The budget cuts and restructuring have frustrated some professors, including David Bunting, the chairman of the economics department.
“First of all, there’s been really no discussion with the faculty,” Bunting said. “Departments are being joined or merged as subunits without rhyme or reason.”
May, however, said faculty suggestions have guided most of the restructuring process so far.
“We’re kind of at a point now where it’s not possible to satisfy all of the players,” he said.
Political science professor Jim Headley also expressed concern about the cuts. At a recent meeting, he said, department chairs and program directors were asked to consider getting rid of things like copy machines and phone lines.
“How is that OK?” Headley said. “Those things should be a given at a university.”
Like all EWU departments, the athletics department took a 3% reduction in state funding for the 2020 fiscal year – a cut of nearly $174,000, said EWU spokesman Dave Meany.
But the athletics department has other sources of revenue – including ticket sales, media rights and private fundraising – and its income and spending needs vary based on the performance of its teams.
Meany said the department was projected to spend about $16.3 million last year, but it ultimately spent nearly $18.1 million because of the football team’s run to the national championship game in Frisco, Texas. This year, he said, the department’s projected budget is $16.8 million.
The athletics department still spends more than it takes in. Last year, its deficit totaled more than $5 million.
“The usual argument is that athletics makes Eastern more attractive and increases enrollment, and that just hasn’t happened,” Bunting said, noting that the football stadium is rarely filled to capacity. The athletics department, he said, “is just a big hole that you dump money into.”
Of the $3.5 million that the university cuts from various departments, $1 million will be channeled into scholarships for student-athletes, Cullinan said.
Meany said the total amount of financial aid for student-athletes will remain about the same as in past years, about $4.2 million. While those scholarships cover tuition, some student-athletes pay the university for room and board, so there is a return on investment, Meany said.
“The subsidy that we’re giving to athletics for those scholarships is helping students stay in school who wouldn’t otherwise be here,” he said.
Headley questioned why the scholarship money for student-athletes doesn’t come out of the athletics department’s operating budget.
“That would be the most fair way to go about it,” Headley said.
“I’m certainly not arguing that we shouldn’t have athletics,” he said. “I am arguing that academics should take precedent at a university.”

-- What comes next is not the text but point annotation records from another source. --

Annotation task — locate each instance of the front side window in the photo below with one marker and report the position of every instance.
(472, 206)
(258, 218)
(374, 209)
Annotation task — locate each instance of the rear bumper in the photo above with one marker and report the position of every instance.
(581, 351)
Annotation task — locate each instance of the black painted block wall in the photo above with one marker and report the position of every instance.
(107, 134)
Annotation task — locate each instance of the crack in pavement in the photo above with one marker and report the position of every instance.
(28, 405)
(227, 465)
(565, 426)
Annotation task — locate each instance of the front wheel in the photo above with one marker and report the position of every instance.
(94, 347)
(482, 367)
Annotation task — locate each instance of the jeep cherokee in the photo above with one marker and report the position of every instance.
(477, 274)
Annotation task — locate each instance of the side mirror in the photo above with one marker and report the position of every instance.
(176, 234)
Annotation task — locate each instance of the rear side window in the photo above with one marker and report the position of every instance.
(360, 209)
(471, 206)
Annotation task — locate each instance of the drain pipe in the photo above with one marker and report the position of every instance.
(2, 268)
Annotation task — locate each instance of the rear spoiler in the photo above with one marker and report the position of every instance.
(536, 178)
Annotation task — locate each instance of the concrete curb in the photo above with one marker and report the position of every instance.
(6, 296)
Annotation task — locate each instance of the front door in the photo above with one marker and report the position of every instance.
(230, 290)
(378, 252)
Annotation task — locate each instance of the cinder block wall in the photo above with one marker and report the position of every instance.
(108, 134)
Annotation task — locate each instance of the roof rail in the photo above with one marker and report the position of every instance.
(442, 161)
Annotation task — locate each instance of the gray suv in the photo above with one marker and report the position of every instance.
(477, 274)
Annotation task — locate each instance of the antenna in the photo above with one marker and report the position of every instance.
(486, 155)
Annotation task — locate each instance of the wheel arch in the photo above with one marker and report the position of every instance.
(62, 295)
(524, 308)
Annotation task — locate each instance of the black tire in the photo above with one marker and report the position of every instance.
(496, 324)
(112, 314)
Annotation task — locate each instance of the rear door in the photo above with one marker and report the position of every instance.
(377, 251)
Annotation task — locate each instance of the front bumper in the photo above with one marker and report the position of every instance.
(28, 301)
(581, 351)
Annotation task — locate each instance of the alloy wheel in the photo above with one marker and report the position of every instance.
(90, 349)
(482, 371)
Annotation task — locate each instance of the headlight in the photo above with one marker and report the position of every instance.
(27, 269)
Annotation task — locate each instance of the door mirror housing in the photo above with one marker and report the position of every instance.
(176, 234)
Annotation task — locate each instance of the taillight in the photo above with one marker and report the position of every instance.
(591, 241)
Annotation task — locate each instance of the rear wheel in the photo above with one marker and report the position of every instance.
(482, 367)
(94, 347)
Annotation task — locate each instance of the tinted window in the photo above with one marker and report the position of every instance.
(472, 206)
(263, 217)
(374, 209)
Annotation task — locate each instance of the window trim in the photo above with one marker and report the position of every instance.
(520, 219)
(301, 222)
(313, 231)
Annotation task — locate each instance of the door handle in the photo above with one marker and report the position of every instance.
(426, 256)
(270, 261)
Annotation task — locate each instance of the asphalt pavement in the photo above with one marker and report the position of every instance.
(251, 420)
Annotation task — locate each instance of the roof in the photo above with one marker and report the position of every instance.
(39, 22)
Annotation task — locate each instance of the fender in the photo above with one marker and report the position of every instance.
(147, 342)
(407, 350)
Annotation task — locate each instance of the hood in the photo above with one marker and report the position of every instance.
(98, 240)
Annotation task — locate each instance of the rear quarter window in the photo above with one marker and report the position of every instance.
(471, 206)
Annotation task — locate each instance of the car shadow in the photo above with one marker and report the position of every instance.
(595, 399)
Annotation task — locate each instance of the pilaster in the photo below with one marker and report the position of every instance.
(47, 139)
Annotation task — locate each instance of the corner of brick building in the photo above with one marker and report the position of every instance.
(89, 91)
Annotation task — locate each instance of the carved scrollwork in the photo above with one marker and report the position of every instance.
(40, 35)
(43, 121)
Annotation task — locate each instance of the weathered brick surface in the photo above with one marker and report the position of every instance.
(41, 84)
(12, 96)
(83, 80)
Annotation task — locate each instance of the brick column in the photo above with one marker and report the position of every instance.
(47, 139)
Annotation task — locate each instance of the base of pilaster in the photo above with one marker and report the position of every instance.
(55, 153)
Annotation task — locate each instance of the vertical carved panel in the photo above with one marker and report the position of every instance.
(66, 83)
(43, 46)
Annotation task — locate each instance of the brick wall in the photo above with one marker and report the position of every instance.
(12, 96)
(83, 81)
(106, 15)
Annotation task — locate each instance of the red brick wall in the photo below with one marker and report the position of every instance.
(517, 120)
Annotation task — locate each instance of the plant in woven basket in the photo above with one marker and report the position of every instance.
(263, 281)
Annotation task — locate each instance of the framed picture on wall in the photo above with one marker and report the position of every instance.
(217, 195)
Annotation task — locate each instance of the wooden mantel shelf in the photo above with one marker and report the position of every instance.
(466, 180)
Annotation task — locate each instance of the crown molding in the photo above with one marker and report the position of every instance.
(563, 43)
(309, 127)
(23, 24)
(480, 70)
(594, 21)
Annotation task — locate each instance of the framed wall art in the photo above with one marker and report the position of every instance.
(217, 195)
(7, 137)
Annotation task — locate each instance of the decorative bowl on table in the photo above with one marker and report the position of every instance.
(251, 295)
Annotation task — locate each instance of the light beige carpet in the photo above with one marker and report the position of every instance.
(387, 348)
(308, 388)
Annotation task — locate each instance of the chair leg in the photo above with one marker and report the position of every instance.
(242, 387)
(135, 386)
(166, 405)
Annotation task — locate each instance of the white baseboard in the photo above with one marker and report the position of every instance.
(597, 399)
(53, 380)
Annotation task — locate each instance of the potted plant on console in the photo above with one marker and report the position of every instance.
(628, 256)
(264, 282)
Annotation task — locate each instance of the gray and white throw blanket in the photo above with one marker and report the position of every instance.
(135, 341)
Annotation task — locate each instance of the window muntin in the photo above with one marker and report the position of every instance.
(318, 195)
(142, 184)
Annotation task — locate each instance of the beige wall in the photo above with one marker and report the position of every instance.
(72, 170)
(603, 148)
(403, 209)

Separately, EWU leaders announced in September that a local businessman, Jack Gillingham, had donated $5 million to kickstart fundraising for a major renovation of Roos Field.
The board of trustees also approved an ambitious to plan renovate the 52-year-old football stadium with $25 million in private money. The university is prohibited from using state funding or student fees to enhance athletic facilities.
The $5 million gift – the largest individual donation in the school’s history – also resulted in a minor controversy.
On Sept. 25, the board of trustees sent a letter to board members of the EWU Foundation, a nonprofit that is legally separate from the university. The trustees admonished foundation leaders to stop exploring financing options for the stadium renovations, saying the foundation had no authority to seek a public bond for the project.
“We are confident that the Foundation Board will fulfill its primary responsibility and focus on fundraising for the comprehensive campaign,” wrote Uriel Iñiguez, the chairman of the board of trustees.
Cullinan said the university recently began the “quiet phase” of a major, eight-year fundraising campaign, though the stadium gift was a welcome surprise that has sparked interest from other donors. The university, she said, is not raising money only for athletics.
“They will give to whatever they are passionate about, and we will use that money for what they want it to be used for,” Cullinan said.